Le sens

J’ai déjà noté quelque part, il y a pas mal de temps, comment pour moi « la musique d’ensemble (…) est la manifestation de notre façon de vivre ensemble, de créer du lien, d’établir et de conforter le sens – comme direction et signification. »

Il paraît évident de rappeler pourtant que si le mot « sens », c’est la direction [vers un but, une destination, un projet, …], si c’est aussi la signification [qui fonde notre pratique, dans la compréhension des autres et l’appréhension subtile de notre propre engagement], c’est encore [devrais-je dire, d’abord ?] la sensualité: la musique, la danse, l’expression artistique quelle qu’elle soit, ont un lien indéfectible avec le corps, en tant que présence active, jouissante, heureuse [ce qui n’exclut pas la douleur, la peur, le désespoir parfois].

Douloureuse

La mémoire, où que tu la touches, fait mal.

Georges Séféris, Pages de journal, 27 mars 1950

Au moment où, à nouveau, je me penche sur mon enfance, Séféris pointe juste.

J’avais noté, en tête de cet écrit qui peut-être ne verra jamais le jour, une ligne piochée dans la réserve quasi inépuisable du Marché de Résurgences de Jean Sur:  Et naturellement l’enfance.
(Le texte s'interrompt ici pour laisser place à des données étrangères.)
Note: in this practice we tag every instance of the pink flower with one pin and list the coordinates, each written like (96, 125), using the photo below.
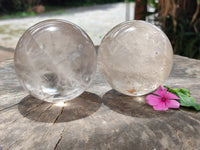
(162, 100)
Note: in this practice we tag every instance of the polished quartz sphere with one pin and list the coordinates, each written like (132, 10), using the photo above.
(55, 60)
(135, 57)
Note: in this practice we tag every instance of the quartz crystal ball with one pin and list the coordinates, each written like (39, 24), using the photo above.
(55, 60)
(135, 57)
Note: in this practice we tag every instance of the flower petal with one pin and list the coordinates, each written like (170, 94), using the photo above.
(172, 104)
(153, 100)
(161, 91)
(160, 107)
(171, 96)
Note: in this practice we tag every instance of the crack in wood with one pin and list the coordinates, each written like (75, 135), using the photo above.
(44, 111)
(23, 135)
(61, 136)
(9, 107)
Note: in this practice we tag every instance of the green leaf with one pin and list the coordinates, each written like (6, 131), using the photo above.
(185, 99)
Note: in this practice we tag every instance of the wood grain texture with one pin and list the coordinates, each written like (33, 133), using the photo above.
(115, 121)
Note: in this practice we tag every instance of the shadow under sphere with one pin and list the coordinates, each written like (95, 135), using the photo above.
(132, 106)
(42, 111)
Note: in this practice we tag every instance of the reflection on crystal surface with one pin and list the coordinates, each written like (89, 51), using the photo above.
(55, 60)
(135, 57)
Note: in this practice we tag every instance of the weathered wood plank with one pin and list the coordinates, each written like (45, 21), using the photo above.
(120, 122)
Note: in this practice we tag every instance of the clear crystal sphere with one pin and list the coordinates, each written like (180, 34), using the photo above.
(135, 57)
(55, 60)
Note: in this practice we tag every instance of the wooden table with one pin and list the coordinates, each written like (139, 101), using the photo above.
(88, 122)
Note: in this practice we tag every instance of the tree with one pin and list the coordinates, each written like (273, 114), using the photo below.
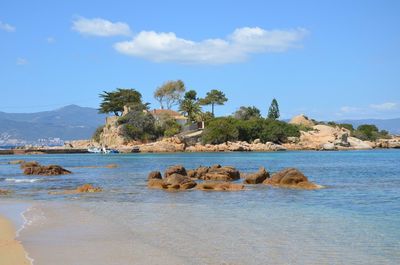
(170, 93)
(273, 112)
(116, 100)
(247, 113)
(214, 97)
(190, 105)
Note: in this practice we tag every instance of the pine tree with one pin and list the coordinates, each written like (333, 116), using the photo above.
(273, 112)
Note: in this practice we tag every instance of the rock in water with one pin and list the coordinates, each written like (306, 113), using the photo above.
(219, 186)
(154, 175)
(225, 173)
(178, 169)
(291, 178)
(257, 177)
(34, 168)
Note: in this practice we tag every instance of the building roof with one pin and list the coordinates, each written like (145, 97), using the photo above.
(168, 112)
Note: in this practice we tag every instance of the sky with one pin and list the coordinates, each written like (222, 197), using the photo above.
(330, 60)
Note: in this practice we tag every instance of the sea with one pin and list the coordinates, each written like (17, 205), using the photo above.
(354, 219)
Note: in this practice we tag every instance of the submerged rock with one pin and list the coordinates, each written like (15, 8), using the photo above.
(154, 175)
(291, 178)
(34, 168)
(5, 192)
(219, 186)
(173, 182)
(256, 178)
(178, 169)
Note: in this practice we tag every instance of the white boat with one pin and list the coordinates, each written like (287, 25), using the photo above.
(95, 150)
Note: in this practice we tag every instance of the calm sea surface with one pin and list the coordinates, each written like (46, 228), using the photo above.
(354, 220)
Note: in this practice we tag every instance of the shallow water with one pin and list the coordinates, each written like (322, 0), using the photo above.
(354, 220)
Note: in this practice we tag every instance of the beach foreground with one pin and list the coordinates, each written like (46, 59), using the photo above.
(11, 250)
(353, 220)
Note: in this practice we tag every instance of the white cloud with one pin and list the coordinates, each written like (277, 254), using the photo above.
(50, 40)
(167, 47)
(385, 106)
(21, 61)
(100, 27)
(6, 27)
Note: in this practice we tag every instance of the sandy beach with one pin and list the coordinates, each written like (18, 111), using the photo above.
(11, 250)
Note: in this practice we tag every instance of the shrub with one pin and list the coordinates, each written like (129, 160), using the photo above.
(138, 125)
(97, 133)
(220, 130)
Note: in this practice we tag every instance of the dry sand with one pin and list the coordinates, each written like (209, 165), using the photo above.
(11, 250)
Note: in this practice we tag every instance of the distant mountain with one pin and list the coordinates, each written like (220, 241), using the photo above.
(71, 122)
(390, 125)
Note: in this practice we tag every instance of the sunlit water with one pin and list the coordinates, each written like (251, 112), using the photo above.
(354, 220)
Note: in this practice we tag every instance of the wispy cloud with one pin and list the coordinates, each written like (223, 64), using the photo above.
(385, 106)
(6, 27)
(22, 61)
(50, 40)
(237, 47)
(100, 27)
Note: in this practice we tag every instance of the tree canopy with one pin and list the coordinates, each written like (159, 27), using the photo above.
(115, 101)
(247, 113)
(170, 93)
(214, 97)
(273, 112)
(190, 105)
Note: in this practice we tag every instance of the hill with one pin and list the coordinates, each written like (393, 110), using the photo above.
(390, 125)
(71, 122)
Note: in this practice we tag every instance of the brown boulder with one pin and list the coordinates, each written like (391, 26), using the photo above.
(219, 186)
(88, 188)
(173, 182)
(154, 175)
(225, 173)
(34, 168)
(290, 178)
(257, 177)
(5, 192)
(178, 169)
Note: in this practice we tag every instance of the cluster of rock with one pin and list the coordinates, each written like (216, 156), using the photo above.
(177, 178)
(256, 145)
(85, 188)
(34, 168)
(219, 178)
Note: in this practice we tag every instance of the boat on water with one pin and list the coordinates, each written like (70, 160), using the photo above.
(96, 150)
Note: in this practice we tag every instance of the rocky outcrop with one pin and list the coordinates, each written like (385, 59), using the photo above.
(324, 137)
(302, 120)
(173, 182)
(170, 145)
(256, 178)
(291, 178)
(154, 175)
(34, 168)
(5, 192)
(177, 169)
(219, 186)
(85, 188)
(236, 146)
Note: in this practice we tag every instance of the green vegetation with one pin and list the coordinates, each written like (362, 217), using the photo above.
(220, 130)
(170, 93)
(138, 124)
(273, 111)
(369, 132)
(97, 133)
(190, 105)
(247, 113)
(214, 97)
(116, 100)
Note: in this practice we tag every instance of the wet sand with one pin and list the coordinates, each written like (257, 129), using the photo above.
(11, 250)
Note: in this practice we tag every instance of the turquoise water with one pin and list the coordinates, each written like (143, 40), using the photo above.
(354, 220)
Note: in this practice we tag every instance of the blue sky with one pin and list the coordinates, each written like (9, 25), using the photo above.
(328, 59)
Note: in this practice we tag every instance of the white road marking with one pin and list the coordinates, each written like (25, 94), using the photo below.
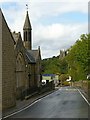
(28, 106)
(83, 97)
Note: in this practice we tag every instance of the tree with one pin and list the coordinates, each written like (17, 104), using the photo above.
(77, 58)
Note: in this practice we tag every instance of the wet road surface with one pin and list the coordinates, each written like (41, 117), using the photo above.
(64, 103)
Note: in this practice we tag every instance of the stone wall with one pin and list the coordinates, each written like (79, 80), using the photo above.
(8, 68)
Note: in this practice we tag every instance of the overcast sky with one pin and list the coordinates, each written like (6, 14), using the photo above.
(56, 24)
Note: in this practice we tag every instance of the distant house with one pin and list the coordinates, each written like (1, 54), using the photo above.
(51, 77)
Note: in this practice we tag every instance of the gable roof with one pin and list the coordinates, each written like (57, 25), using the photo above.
(3, 19)
(32, 55)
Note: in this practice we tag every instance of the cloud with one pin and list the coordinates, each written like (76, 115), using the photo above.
(54, 37)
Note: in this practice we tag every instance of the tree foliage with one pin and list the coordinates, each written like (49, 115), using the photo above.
(77, 58)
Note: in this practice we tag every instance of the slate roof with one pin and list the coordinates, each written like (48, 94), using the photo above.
(27, 24)
(32, 55)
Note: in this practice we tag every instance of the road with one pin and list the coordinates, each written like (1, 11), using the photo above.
(67, 102)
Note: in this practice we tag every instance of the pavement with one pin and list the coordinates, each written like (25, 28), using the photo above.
(67, 102)
(23, 104)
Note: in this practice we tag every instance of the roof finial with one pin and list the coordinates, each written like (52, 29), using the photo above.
(27, 7)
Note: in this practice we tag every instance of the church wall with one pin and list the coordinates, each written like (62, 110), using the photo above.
(0, 65)
(8, 69)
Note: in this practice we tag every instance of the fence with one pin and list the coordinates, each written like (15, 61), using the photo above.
(84, 85)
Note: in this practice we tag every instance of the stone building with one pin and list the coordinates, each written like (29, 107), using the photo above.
(7, 65)
(28, 65)
(63, 53)
(21, 66)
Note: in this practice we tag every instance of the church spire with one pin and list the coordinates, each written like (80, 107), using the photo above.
(27, 24)
(27, 30)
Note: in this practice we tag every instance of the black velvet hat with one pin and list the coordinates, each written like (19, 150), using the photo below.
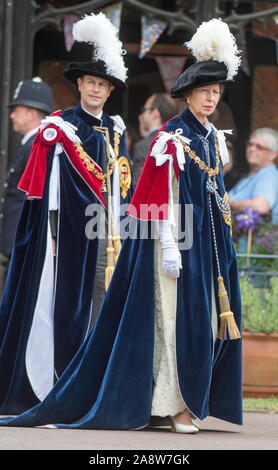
(200, 74)
(94, 68)
(107, 53)
(217, 58)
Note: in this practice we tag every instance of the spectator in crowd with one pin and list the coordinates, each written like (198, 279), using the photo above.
(158, 108)
(32, 100)
(259, 189)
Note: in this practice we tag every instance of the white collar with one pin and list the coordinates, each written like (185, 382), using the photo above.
(28, 135)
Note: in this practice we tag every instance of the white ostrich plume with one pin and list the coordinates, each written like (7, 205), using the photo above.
(213, 40)
(102, 34)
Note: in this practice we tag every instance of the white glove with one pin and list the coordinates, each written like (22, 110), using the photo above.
(171, 257)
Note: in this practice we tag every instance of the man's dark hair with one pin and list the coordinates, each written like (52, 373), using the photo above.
(166, 106)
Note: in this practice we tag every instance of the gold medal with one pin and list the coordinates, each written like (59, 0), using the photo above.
(125, 175)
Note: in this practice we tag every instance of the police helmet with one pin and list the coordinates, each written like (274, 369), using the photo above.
(33, 93)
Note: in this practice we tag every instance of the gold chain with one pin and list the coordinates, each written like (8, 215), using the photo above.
(211, 171)
(90, 165)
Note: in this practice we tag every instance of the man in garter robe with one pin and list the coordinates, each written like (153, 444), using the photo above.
(167, 340)
(55, 286)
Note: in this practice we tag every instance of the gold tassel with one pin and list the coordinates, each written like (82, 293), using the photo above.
(226, 316)
(110, 263)
(117, 247)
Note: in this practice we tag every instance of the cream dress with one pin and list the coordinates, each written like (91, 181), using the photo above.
(167, 399)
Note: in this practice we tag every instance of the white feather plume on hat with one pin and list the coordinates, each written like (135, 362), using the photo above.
(213, 40)
(102, 34)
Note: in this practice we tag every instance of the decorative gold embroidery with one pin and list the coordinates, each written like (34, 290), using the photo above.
(125, 175)
(111, 163)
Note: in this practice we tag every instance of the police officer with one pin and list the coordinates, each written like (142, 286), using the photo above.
(32, 100)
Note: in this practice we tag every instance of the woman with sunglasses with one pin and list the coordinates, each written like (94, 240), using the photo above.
(259, 189)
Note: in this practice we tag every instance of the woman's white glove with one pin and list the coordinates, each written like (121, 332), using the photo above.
(171, 257)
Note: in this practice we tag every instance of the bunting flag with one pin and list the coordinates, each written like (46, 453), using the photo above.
(170, 68)
(151, 30)
(114, 13)
(68, 21)
(241, 42)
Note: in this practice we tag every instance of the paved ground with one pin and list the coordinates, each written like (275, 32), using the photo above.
(259, 432)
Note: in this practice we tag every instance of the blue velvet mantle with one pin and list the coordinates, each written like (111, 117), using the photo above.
(108, 384)
(75, 271)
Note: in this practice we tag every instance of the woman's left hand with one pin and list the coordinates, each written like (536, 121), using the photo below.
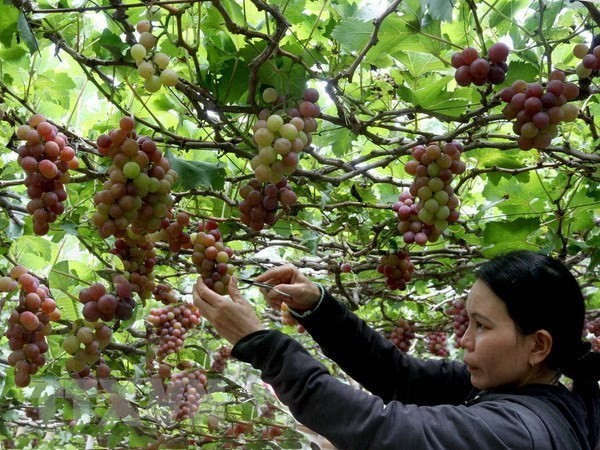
(233, 318)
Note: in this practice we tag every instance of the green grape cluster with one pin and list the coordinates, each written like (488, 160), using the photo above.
(152, 65)
(83, 344)
(281, 135)
(260, 202)
(210, 256)
(433, 168)
(136, 195)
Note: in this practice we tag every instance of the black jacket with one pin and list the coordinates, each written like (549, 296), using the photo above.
(417, 404)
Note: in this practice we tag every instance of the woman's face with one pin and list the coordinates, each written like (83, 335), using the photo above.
(496, 356)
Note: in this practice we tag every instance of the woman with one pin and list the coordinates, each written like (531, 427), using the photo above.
(526, 315)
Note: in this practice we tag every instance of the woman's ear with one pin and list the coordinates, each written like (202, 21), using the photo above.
(541, 346)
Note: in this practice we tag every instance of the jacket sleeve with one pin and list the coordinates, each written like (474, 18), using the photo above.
(378, 365)
(353, 419)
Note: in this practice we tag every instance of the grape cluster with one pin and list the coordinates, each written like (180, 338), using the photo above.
(152, 65)
(280, 136)
(139, 258)
(590, 59)
(220, 359)
(186, 389)
(470, 68)
(398, 269)
(433, 168)
(165, 294)
(436, 343)
(84, 343)
(288, 319)
(28, 324)
(537, 109)
(174, 234)
(260, 203)
(136, 195)
(46, 159)
(460, 320)
(99, 304)
(593, 327)
(210, 257)
(171, 323)
(402, 334)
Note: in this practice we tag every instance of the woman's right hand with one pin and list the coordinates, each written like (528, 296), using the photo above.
(303, 293)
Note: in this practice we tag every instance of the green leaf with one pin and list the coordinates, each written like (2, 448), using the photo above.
(353, 35)
(197, 173)
(418, 63)
(26, 34)
(8, 24)
(440, 9)
(503, 236)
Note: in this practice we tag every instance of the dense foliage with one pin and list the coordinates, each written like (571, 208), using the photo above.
(357, 140)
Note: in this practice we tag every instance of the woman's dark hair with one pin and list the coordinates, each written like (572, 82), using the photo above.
(540, 293)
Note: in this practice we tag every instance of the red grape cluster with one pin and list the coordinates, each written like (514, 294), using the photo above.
(460, 320)
(398, 269)
(172, 232)
(46, 158)
(139, 258)
(436, 343)
(210, 256)
(137, 192)
(220, 359)
(280, 136)
(433, 168)
(171, 323)
(165, 294)
(84, 343)
(288, 319)
(402, 334)
(470, 68)
(186, 389)
(590, 59)
(28, 324)
(99, 304)
(152, 65)
(260, 203)
(593, 327)
(537, 109)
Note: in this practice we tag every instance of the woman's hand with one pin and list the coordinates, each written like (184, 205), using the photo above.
(303, 293)
(233, 318)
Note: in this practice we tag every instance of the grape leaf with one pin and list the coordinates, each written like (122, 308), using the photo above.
(197, 173)
(352, 34)
(503, 236)
(8, 25)
(440, 9)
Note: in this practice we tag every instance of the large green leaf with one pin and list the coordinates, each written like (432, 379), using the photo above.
(194, 174)
(503, 236)
(8, 23)
(352, 34)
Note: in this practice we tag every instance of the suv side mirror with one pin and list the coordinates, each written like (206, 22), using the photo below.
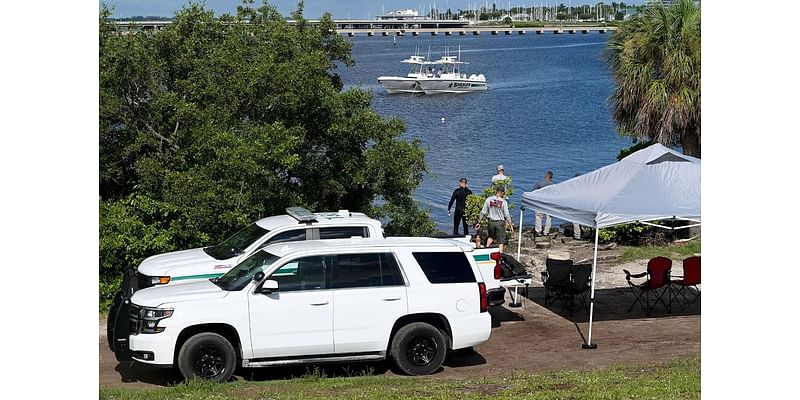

Non pas comme éponge à regrets. Comme magasin d’armement.

Je note, plus tard:

Je suis en plein complot avec l’ombre.

Francis Ponge

Se rencontrer

Se détacher de l’origine, apprivoiser et accueillir le vide de la séparation, permet le lien imaginaire avec un autre rencontrable. Celui qui reste fantasmatiquement fixé à l’origine, ne lâchant pas prise sur elle, ne peut accueillir ce qui arrive, être disponible, ouvert à l’inconnu en acceptant la part d’incertitude.

Elisabeth GODFRID, Des inventeurs pour une coexistence


On peut toujours se séparer. Le plus dur, c’est de se rencontrer.

Dans le très beau film Once we were stranger.


L’homme n’existe, ne se constitue, ne grandit, ne s’épanouit qu’à l’aide d’autres hommes. Le mystère de la relation dépasse de beaucoup le mystère de l’être.